El general que nos gobierna hoy cuenta con muchos Ermeregildos que piensan que él tampoco está enterado de ciertas atrocidades, especialmente en relación con hechos de corrupción y con el irrespeto a los derechos humanos. Son lo que aseguran que es prágmático y le atribuyen un profundo sentimiento paternal para sus hijos y nietos; los que dicen que sus arranques de brusquedad se deben a tantos años rodeado de militares; los que aseguran que prefiere trabajar en equipo y hasta que toca muy bien el piano.
La culpa, la grandísima culpa de los problemas de Cuba, no puede ser cargada por una sola persona, ni siquiera por el reducido grupo de octogenarios que sobrevive tras los timones del poder bajo el epíteto de ”la generación histórica de la revolución” Pero una cosa es la culpa y otra la responsabilidad.

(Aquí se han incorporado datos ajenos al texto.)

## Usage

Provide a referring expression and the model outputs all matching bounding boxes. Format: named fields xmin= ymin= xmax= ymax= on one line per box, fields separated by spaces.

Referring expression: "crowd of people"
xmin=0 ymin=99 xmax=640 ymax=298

Aquellos que pretenden monopolizar la gloria de lo que se exhibe como logros, deberían asumir la responsabilidad de lo que solo merece llamarse fracasos.
Si hay otro Raúl yo no he tenido la oportunidad de conocerlo. De quien tengo noticias es de un hombre que estaba mirando a otra parte cuando su hermano cometía los errores que ahora se pretenden rectificar. Al que conozco, es a este que ordena detenciones arbitrarias y golpizas; al que se resiste obstinadamente a llevar las reformas al campo político, al que proclama una guerra sin cuartel contra el secretismo y luego emite circulares prohibiendo la publicación de tal o más cual asunto.
Ermeregildo me aclara que el general no tiene la culpa. Ahora mismo le está escribiendo una carta para enterarlo de lo que ocurre.